Перед ним были ноги, покрытые белыми пузырями. Он нашел пузыри и на животе, когда поднял рубаху, на руках и ногах. Деформации на границах глазниц тоже оказались пузырями.

— Жить!

Что-то больно рванулось в памяти.

— Если бы в этой проклятой коробке можно было еще кого-то сожрать, я бы выжил!

Он глянул вниз на ноги.

— Знаю я, как называется эта поганая сыпь. Крапивница. Пищевое отравление.

Он полежал немного. Пар поднимался над ним и дрожал. Пузыри были четко очерчены, мертвенно-белые. Они вздулись так, что даже распухшие пальцы ощущали их контур.

— Сказал же, что заболею, и заболел.

Он слепо повел глазами вдоль линии горизонта, но горизонт ничего не мог ему показать. Снова он посмотрел на ноги и решил, что, пожалуй, они тонковаты для такого количества пузырей. Он чувствовал, как вода под рубахой прокладывает себе дорожку от пузыря к пузырю.

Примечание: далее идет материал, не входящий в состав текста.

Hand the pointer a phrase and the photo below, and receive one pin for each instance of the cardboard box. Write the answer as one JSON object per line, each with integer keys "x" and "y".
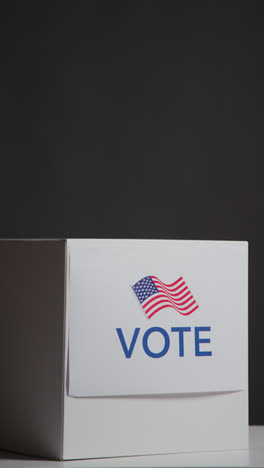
{"x": 123, "y": 347}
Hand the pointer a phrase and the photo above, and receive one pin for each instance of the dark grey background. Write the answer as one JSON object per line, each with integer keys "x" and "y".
{"x": 136, "y": 119}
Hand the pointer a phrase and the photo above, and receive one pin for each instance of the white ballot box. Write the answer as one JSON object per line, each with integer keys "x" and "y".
{"x": 123, "y": 347}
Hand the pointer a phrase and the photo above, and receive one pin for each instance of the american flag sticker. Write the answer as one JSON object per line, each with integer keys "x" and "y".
{"x": 154, "y": 295}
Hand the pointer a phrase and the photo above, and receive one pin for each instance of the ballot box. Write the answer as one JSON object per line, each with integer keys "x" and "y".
{"x": 119, "y": 347}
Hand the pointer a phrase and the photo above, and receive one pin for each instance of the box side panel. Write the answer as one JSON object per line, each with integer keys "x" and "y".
{"x": 31, "y": 346}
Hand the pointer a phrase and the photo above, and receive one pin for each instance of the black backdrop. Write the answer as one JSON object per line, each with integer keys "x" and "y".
{"x": 135, "y": 119}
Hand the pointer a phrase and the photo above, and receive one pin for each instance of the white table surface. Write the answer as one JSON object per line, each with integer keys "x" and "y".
{"x": 254, "y": 457}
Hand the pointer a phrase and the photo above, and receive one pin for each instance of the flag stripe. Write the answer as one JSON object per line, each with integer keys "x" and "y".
{"x": 167, "y": 285}
{"x": 168, "y": 300}
{"x": 154, "y": 295}
{"x": 161, "y": 288}
{"x": 170, "y": 290}
{"x": 168, "y": 305}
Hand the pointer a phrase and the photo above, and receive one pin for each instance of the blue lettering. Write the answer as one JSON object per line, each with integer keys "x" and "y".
{"x": 181, "y": 330}
{"x": 199, "y": 340}
{"x": 166, "y": 342}
{"x": 128, "y": 351}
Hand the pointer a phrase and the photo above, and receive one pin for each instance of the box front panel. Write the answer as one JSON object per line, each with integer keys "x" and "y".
{"x": 158, "y": 317}
{"x": 109, "y": 425}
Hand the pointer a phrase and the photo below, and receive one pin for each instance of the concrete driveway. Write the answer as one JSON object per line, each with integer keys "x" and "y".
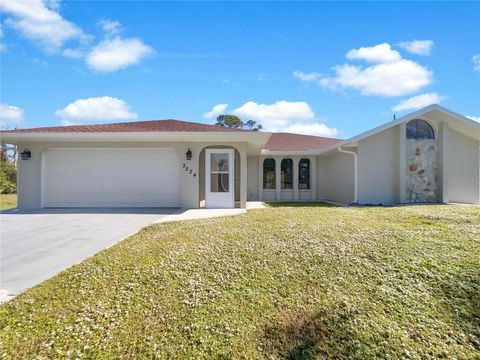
{"x": 36, "y": 245}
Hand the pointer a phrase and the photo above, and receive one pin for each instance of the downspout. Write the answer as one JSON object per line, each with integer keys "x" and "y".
{"x": 355, "y": 172}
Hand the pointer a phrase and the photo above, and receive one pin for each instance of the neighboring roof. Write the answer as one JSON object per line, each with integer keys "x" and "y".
{"x": 137, "y": 126}
{"x": 295, "y": 142}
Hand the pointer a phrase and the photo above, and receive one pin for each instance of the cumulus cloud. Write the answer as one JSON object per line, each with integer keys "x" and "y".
{"x": 41, "y": 22}
{"x": 380, "y": 53}
{"x": 110, "y": 27}
{"x": 276, "y": 115}
{"x": 281, "y": 116}
{"x": 316, "y": 129}
{"x": 476, "y": 62}
{"x": 216, "y": 110}
{"x": 95, "y": 110}
{"x": 418, "y": 47}
{"x": 117, "y": 53}
{"x": 386, "y": 74}
{"x": 307, "y": 77}
{"x": 417, "y": 102}
{"x": 10, "y": 116}
{"x": 397, "y": 78}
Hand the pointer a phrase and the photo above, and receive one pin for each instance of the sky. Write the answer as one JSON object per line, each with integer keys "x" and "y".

Небо и воздух давили теперь прямо в самой голове.

11

Мысль вылепливалась, как скульптура, посередине между глазами и неисследованным центром. Он наблюдал за ней в тот промежуток безвременья, за который капелька пота проползала путь от одного пузыря до другого. Но он знал: эта мысль — враг, и потому, хоть и смотрел, не соглашался и не позволял ей привязаться к себе наяву. Если медлительный центр сейчас и действовал, он сосредоточился именно на этой мысли, пытаясь ее идентифицировать, а она стояла, как парковая скульптура, на которую никто не обращает внимания. Кристофер, Хэдли, Мартин превратились в разрозненные фрагменты, и в центре тихо тлело негодование на то, что они разваливались, не держались за центр. Окно заполнял образ цвета, но центр, в своем странном состоянии, не воспринимал его как нечто внешнее. Цвет был единственным видимым пятном в темной комнате — словно освещенная картина на стене. Ниже осталось лишь ощущение струящейся влаги и неудобства твердого каменного сиденья. Пока этого центру хватало. Он знал, что он существует, — пусть даже Кристофер, Хэдли и Мартин теперь развалившиеся фрагменты.

Покров из волос и плоти упал с картины на стене, и нечего было там изучать, кроме единственной мысли. Она стала понятной. Ужас, подкравшийся с нею, поразил его так, что заставил вспомнить о теле. А там жило содрогание нервов, напряжение мышц, вдохи и выдохи, дрожь; но мысль стала словами и вытекла изо рта.